PENGERTIAN ASWAJA SEBAGAI MADZHAB
Pengertian
Ahlussunah Waljama’ah secara sistematik terbagi tiga kata yaitu: pertama Ahlun
atau Ahli berarti pemeluk atau pengikut kalau kita nisbatkan pada
madzhab maka bisa dikatak sebagai pengikut madzhab. Kedua Asunah
mempunyai arti jalan, disamping memiliki arti al- Hadits. Jika dirangkai
dengan kata Ahl maka bermakna pengikut jalan nabi, para sahabat, dan
tabi’in. Ketiga Al-Jama’ah berarti sekumpulan orang yang memiliki
tujuan. Bila dirangkai dari ketiga suku kata tersebut maka menjadi: Segolongan
orang yang mengikuti Nabi, sahabat, dan tabi’in.
Nahdlatul Ulama
(NU) yang merupakan ormas terbesar yang ada di Indonesia dan merupakan ormas
yang pertama di Indonesia yang menegaskan diri berfaham Aswaja, tidak secara
terperinci menyebutkan arti Aswaja. Dalam Qonun asasi (konstitusi dasar) yang
dirumuskan oleh Hadratussyaikh KH. Hasyim As’ari hanya merumuskan bahwa Aswaja
merupakan faham keagamaan dimana dalam bidang akidah menganut pendapat Abu
Hasan Al-Asy’ari dan Al Maturidi. Dalam bidang fiqih menganut salah satu dari
madzhab empat (imam Hanafi, imam Malik, imam Syafi’I, dan imam Hanbal). Dan
dalam bidang tasawuf atau akhlak menganut Imam Junaidi al- Bagdadi, dan Abu
Hamid al- Ghozali. Beliau mendifinisakan Aswaja secara oprasional atau secara
prakteknya dengan pertimbangan atau alasan bahwa penganut aswaja khususnya di
Indonesia terdiri dari berbagai elemen masyarakat. Bukan hanya orang Alim
saja melainkan orang Awam (umum) sehinga dalam pemaknaan Aswaja bersifat
oprasional dengan tujuan memudahkan dalam pelaksanaanya.
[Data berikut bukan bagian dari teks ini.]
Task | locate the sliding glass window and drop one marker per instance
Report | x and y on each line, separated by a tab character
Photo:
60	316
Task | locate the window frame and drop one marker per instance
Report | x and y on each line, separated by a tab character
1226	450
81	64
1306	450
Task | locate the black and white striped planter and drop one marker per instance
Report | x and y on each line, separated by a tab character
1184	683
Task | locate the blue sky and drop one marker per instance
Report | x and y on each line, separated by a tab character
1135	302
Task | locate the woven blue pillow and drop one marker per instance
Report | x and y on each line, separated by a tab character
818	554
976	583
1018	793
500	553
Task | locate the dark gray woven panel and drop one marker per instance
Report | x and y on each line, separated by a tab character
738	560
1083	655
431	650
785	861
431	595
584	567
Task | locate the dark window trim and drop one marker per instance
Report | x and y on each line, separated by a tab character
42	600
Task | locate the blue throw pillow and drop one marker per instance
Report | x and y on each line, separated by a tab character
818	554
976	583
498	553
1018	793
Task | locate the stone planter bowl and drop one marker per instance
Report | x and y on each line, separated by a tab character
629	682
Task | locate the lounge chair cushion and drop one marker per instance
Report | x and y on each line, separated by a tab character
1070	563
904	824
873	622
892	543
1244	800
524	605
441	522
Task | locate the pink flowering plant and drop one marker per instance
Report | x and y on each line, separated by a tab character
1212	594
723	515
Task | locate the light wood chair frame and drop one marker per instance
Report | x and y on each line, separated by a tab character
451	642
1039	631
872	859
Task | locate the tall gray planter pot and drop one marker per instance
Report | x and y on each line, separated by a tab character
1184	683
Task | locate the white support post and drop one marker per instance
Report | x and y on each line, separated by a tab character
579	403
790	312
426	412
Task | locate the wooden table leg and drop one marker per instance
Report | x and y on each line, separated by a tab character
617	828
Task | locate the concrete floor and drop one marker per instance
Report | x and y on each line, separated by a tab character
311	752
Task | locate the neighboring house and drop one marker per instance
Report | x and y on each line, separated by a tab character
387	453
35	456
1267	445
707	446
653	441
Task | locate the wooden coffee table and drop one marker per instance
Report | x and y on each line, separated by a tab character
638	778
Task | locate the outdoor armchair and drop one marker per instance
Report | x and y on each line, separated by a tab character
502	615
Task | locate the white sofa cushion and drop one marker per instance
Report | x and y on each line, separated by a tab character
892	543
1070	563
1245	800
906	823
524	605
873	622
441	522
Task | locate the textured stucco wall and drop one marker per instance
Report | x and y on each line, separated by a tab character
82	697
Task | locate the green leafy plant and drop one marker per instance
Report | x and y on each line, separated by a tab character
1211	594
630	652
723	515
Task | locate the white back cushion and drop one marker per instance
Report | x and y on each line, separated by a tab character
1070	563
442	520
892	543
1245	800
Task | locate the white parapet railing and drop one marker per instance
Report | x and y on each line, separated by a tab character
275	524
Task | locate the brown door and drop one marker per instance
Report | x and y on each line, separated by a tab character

Dalam konteks inilah
Aswaja disebut sebagai Madzhab atau Idiologi.
IV.
ASWAJA SEBAGAI MANHAJ AL-FIKR
Aswaja sebagai
Manhaj al-Fikr Merupakan transformasi dari Madzhab dan dari kronologi sejarah
yang telah terpapar diatas dapat kita pahami proses peralihan Aswaja yang pada
awalnya sebagai Manhaj fikr berubah menjadi Madzab. Tetapi siring dengan
perkembangan zaman maka semakin komplek pula permasalahan yang dihadapi, hinga
produk-produk ulama masa dulu dinilai tidak seluruhnya mampu menjawab
pertanyaan, kebutuhan, dan tuntutan zaman. Oleh karena itu sangatlah perlu
untuk mendudukan Aswaia sebagai Manhaj al-fikr.
PMII memandang
bahwa Ahlussunah Waljamaah adalah orang- orang yang memiliki metode berfikir
keagamaan yang mencakup semua aspek kehidupan dengan berlandaskan atas dasar
tawassuth, tasammuh, tawazzun, dan ta’adul. Pemikiran tersebut akan tampak
ketika kita meriview metode berfikir Ulama zaman dulu. Ada beberapa karakteristik pemikiran Ulama
zaman dulu yaitu;
1.
Tawassuth
(moderat)
Yakni
menjembatani antara dua titik ekstrim: Qodarriyah (freewillisme) dan Jabarriyah
(fatalisme), ortodoks salaf dan Nasionalisme versi Mu’tazilah, serta antara
sufisme falsafi dan sufisme salafi.
Aktualisasi dari
prinsip yang tawassuth adalah bahwa selain wahyu, kita juga memposisikan akal
pada posisi yang terhormat (namun tidak terjebak pada mengagung-agungkan akal)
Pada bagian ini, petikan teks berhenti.